Is there an easy way to tell how many roots $f(x)$ has in $\Bbb{Q}[x]/(f)$ given the coefficients of the polynomial $f$ in $\Bbb{Q}[x]$?
Is there an easy way to find the roots as rational expressions in $x$?
The easiest example is a pure quadratic: $X^2 + 7$ for instance. If $A$ is a root, then so is $−A$. Good ole $\pm\sqrt{−7}$.
If the Galois group is abelian (like for any quadratic), then all of the roots can be expressed as polynomials in a given root. However, I am not sure how to tell by looking at the polynomial if its Galois group is abelian, and even if it is, I am not sure how to find those rational expressions for the other roots.

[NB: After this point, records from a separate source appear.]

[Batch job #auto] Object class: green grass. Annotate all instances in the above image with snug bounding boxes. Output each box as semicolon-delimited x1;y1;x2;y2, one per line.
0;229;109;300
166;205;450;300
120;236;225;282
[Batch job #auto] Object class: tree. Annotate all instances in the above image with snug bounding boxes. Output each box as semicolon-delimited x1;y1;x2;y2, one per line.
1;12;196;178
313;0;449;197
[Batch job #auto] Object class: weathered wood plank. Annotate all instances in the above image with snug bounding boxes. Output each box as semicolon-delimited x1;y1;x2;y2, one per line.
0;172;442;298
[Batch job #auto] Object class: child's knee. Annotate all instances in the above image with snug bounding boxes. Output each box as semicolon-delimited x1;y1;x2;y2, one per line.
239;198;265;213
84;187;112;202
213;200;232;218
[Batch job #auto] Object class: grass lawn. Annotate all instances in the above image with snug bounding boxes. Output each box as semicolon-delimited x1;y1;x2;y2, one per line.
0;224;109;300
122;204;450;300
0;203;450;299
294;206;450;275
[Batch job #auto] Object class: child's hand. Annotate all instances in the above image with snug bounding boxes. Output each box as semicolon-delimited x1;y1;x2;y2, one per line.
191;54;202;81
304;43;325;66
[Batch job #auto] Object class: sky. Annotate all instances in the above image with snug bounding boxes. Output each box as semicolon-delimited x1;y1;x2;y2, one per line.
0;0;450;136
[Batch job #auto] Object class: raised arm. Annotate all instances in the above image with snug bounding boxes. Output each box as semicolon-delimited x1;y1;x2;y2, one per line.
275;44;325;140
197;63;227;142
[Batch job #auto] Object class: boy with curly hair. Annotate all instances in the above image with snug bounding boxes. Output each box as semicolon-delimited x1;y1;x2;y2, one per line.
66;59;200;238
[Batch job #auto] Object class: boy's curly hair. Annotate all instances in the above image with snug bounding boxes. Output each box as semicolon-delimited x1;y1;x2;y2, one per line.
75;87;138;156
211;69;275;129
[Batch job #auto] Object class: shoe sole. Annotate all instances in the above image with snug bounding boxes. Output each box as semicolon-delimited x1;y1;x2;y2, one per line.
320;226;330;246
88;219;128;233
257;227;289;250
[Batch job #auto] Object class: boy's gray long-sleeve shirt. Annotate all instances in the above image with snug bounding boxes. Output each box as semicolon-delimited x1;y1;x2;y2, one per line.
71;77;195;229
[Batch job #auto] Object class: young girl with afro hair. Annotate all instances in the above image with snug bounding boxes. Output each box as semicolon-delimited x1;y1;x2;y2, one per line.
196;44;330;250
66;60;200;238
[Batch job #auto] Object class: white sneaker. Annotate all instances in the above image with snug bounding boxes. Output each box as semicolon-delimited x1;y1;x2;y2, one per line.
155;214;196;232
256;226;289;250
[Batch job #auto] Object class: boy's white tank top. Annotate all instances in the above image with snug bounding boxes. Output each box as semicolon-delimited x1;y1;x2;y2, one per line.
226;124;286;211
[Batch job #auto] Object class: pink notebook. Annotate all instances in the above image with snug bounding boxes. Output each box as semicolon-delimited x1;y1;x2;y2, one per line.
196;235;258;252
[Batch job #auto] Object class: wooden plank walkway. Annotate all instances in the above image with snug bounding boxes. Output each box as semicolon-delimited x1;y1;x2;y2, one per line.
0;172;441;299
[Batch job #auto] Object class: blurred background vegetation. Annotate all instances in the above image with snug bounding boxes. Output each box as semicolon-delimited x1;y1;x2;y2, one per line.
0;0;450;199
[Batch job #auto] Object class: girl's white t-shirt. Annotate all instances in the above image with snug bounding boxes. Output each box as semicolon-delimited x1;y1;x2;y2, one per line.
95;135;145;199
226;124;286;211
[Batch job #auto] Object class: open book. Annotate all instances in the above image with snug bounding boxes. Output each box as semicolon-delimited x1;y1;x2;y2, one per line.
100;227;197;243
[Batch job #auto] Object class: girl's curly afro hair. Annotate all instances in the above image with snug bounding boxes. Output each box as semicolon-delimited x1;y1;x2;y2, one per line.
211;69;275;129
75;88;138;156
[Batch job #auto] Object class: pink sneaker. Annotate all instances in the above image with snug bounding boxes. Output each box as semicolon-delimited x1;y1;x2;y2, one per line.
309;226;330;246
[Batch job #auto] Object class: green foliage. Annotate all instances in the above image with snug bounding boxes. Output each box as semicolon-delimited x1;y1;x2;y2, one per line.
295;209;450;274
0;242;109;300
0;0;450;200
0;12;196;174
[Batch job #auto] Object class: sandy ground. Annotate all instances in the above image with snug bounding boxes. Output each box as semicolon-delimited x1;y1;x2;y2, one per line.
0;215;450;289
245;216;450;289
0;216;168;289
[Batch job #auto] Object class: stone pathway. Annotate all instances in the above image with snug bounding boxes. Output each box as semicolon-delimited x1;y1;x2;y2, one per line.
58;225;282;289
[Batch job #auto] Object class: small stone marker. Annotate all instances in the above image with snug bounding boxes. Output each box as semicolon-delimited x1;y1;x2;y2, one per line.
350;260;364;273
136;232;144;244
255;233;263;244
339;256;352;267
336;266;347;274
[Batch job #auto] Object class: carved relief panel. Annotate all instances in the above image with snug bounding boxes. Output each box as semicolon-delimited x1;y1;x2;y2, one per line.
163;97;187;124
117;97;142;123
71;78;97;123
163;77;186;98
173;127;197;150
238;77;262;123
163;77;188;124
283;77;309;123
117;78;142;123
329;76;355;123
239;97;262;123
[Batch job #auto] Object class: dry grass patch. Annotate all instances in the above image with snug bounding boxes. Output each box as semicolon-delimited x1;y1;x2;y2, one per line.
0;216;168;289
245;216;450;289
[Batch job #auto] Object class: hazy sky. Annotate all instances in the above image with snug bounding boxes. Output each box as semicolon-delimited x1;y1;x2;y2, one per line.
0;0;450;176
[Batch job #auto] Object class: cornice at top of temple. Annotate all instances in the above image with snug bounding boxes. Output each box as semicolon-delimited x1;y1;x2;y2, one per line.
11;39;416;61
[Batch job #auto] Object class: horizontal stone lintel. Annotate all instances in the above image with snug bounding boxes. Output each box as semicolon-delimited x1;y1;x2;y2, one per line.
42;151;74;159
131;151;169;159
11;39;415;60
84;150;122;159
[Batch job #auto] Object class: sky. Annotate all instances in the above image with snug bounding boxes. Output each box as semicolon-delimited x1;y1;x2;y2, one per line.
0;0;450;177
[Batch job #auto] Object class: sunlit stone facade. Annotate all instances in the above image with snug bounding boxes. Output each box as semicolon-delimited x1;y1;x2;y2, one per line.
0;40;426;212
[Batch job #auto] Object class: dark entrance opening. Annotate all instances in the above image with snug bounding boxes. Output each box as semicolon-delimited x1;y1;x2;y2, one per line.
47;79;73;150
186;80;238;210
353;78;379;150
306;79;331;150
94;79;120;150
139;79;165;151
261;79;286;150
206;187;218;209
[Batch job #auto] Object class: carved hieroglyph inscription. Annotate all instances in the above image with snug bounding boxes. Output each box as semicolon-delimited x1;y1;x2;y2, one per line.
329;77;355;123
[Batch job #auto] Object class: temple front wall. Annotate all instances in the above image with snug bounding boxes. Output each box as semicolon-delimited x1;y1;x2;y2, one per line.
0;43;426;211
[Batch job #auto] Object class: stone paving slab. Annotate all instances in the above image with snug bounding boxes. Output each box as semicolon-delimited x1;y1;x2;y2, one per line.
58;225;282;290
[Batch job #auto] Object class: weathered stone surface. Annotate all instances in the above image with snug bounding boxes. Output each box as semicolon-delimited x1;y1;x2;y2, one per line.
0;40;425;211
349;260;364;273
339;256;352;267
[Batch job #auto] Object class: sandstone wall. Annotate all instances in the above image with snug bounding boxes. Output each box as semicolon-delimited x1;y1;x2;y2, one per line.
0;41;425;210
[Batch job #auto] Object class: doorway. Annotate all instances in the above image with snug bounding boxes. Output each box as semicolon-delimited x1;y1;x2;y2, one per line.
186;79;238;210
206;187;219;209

It might help to see some non-Abelian (non-Galois) examples:
If $A$ is a root of $X^6 + 2X^4 − 8$, then $−A$ is also a root, but its other $4$ roots cannot be expressed as rational functions of $A$ (assuming I still understand Galois theory).

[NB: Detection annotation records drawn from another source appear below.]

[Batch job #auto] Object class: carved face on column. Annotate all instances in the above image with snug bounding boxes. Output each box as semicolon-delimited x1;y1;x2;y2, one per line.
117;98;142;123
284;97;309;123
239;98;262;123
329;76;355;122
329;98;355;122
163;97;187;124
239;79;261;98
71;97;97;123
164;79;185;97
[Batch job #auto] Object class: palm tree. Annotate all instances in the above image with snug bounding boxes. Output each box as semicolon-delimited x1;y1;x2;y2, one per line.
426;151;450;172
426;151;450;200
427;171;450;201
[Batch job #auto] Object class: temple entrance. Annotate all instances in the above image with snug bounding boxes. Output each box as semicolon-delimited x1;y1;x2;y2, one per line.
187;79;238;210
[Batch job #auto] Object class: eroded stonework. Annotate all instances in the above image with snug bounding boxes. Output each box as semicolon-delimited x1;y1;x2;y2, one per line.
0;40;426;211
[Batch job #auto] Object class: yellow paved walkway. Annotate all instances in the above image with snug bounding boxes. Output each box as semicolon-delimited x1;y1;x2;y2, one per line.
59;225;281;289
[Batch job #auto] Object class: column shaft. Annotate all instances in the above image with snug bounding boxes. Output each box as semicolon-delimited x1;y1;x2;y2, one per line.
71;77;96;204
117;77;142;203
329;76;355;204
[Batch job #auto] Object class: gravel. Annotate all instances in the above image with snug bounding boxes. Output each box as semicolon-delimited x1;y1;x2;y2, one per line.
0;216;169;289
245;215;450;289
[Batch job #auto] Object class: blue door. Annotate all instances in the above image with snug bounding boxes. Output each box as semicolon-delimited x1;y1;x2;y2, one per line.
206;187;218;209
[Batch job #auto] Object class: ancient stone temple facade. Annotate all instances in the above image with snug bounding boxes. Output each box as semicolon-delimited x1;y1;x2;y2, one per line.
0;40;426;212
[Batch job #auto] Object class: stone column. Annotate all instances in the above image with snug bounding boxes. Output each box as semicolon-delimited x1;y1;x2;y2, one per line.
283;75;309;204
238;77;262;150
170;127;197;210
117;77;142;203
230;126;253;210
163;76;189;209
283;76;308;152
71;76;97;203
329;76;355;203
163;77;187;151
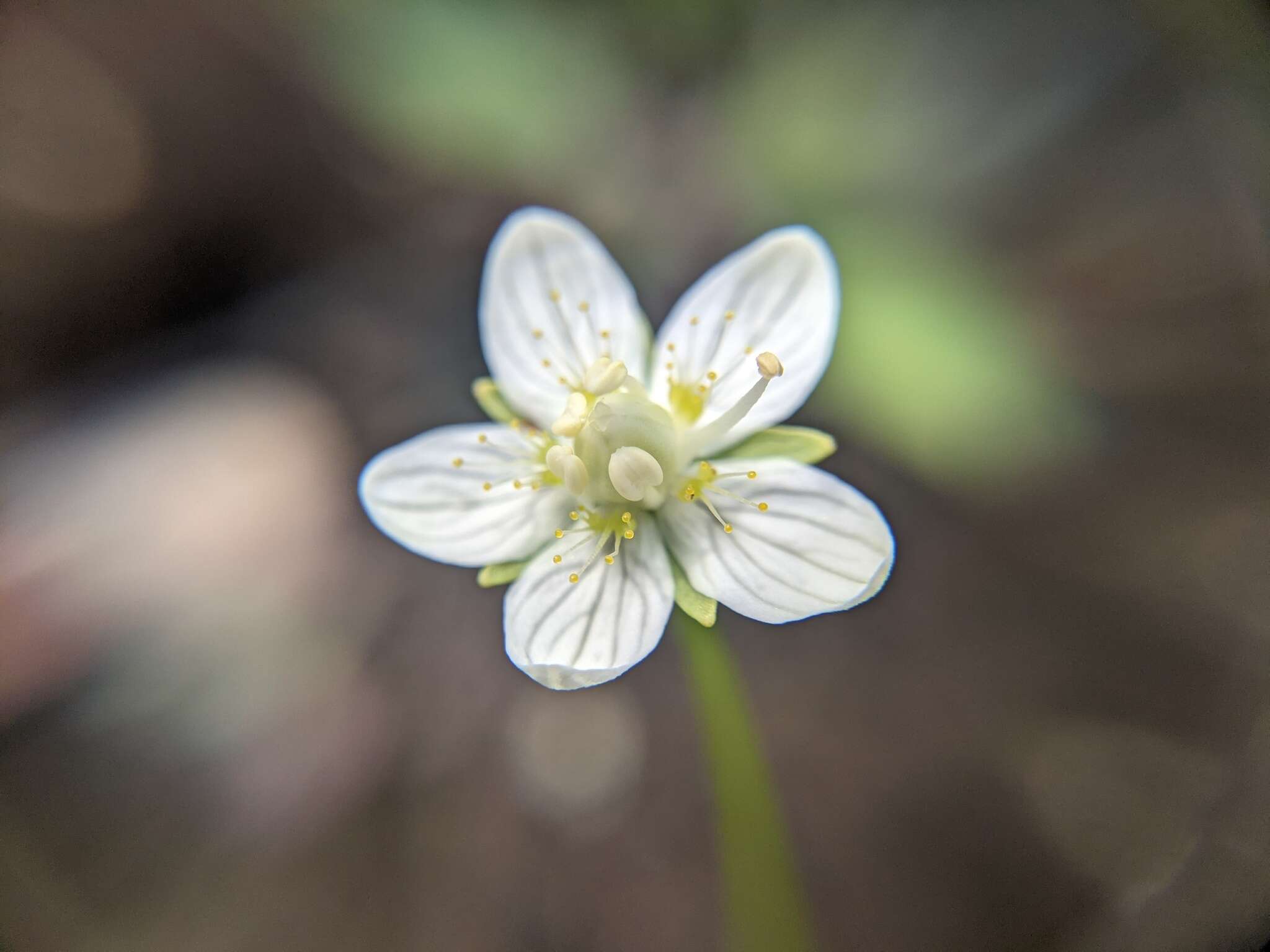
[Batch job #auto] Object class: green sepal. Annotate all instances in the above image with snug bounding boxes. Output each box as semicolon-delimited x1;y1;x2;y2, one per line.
476;558;530;589
720;426;838;464
667;552;719;628
473;377;515;423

Is there some easy way (not asking a CAS to calculate the Galois group) to see the other $4$ roots of of $X^6 + 2X^4 − 8$ cannot be expressed as rational functions of $A$?
This one had the nice feature that it was a function of $X^2$, so it was easy to find two roots. For $X^6 − 2X^5 + 3X^3 − 2X − 1$, I still have not found its other root (even using a CAS).
If $A$ is a root of $X^6 − 2X^5 + 3X^3 − 2X − 1$, then what is a rational expression in $A$ for another root?
This all first came up with the polynomial $x^4−4x^2+2$, where several distinct ad hoc arguments each sufficed, but I had no real understanding of how to even tell if my ad hoc arguments were worth trying on other polynomials. If it helps, the roots are $A$, $−A$, $A^3−3A$, and $3A−A^3$.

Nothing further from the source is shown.